Personally, I prefer to give books-as-objects (as I’ve mentioned before), for a few reasons:
- I don’t like to give copies of my recent favorite novels around, pushing them on my friends and family.
- It’s hard to pick out something the recipient is interested in and will enjoy—these things are such a matter of personal taste, it can be a real gamble.
- Most importantly, so few people feel like they can buy books-as-objects for themselves. I believe in giving as a gift something the person wouldn’t actually buy himself, and relatively few people will treat themselves to something purely funny, silly, or a fine edition of something they’ve already got.
So my favorite gift books are humorous, or coffee table books, or cookbooks, or stumbled-upon old illustrated editions of classics, etc. For example:
Last year, my best friend got a copy of Mafia: The Government’s Secret File on Organized Crime, which reads like a dossier of mob figures, and I think it was a pretty good success.
I’m also a big fan of Ben Schott and his miscellanies and almanacs. Fun and uselessly informative (is there a difference?). (For the fun and uselessly uninformative, John Hodgman has a new one this holiday season, More Information Than You Require. I loved his last one.)
Also on the humor side: I’ve got two little numbers from Tow Books, an imprint started by a McSweeney’s veteran, that are very funny in, you know, that way. Oh, the Humanity!: A Gentle Guide to Social Interaction for the Feeble Young Introvert by Jason Roeder and Everything Is Wrong with You: The Modern Woman’s Guide to Finding Self Confidence Through Self Loathing by Wendy Molyneux would be good for the young hipster who appreciates self-help parody. Seriously though, they are funny.
For more, uh, literary humor, I am still in love with They Call Me Naughty Lola: Personal Ads from the London Review of Books. Yes, they are real. Yes, that is scary. Unfortunately I don’t actually have this, but if I did I could quote you…pretty much the whole thing.
Black: The History of a Color would also make a great gift for the right person, as would an anthology like State by State.
Last year, or the year before, my grandparents made out with The Silver Spoon, the Italian cooking bible. I wish I had it for myself.
And for those with $500 to drop on something seriously weird and risqué (okay, it’s not risqué, it’s pretty much pornography, so don’t click through if you don’t want to see a hot naked woman), you should totally get The Book of Olga, which Taschen describes as “French photographer Bettina Rheims’s sexiest book ever: daring portraits of a gorgeous woman commissioned by her millionaire husband. …both a love song and an artistic statement.”

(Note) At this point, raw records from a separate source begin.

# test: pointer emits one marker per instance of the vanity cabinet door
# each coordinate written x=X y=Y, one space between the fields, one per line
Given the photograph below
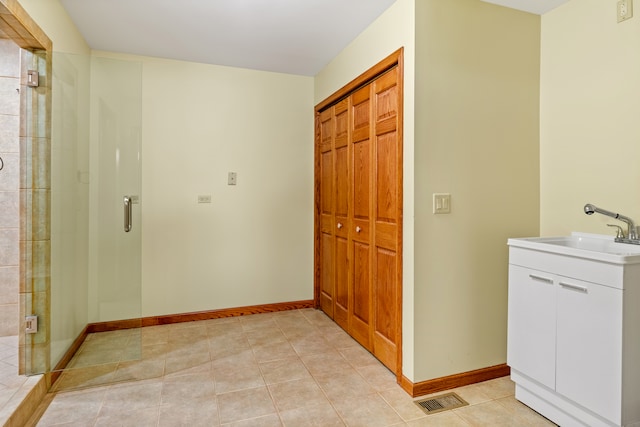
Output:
x=532 y=324
x=589 y=360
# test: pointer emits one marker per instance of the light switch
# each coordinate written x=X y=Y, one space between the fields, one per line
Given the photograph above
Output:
x=441 y=203
x=233 y=177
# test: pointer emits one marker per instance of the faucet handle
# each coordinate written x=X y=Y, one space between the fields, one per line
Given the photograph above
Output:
x=619 y=232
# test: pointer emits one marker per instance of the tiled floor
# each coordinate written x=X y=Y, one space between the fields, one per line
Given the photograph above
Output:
x=13 y=387
x=294 y=368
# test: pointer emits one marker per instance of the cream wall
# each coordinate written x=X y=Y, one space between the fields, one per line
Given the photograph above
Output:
x=53 y=19
x=589 y=127
x=476 y=109
x=254 y=243
x=394 y=29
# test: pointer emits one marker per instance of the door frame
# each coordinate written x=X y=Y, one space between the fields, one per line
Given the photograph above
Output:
x=35 y=200
x=393 y=60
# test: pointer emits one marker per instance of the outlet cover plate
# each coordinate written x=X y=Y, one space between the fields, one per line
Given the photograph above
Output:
x=441 y=203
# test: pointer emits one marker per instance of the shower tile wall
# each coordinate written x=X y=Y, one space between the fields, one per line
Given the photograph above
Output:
x=9 y=187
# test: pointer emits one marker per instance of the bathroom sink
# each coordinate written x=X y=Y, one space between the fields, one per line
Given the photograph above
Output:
x=583 y=245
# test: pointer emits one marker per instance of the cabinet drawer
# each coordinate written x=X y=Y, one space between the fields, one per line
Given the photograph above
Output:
x=582 y=269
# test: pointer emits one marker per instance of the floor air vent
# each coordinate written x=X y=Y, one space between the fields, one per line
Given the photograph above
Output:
x=441 y=403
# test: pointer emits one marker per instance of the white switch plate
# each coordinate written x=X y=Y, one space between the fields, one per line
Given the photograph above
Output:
x=233 y=178
x=441 y=203
x=624 y=10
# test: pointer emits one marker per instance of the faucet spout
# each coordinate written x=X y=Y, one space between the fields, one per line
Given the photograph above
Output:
x=632 y=231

Those are a few of my favorite (gifting) things. If anyone wants to buy me something, well, who wouldn’t love (someone else to buy her) a $195 copy of The Cambridge Grammar of the English Language?



Everybody who stopped by my place flipped through that Mafia book, its very fun. As is Naughty Lola. Another one that I got from my bf as a gift that was supremely awesome was the hardcover box set of Alan Moore’s Lost Girls (although audience matters… its an erotic graphic novel). This year I’m hoping the fam will take note of some of the serious food porn like the Keller Sous Vide, Alinea and El Bulli books that are gorgeous and expensive.. I want them but would probably never pick up myself.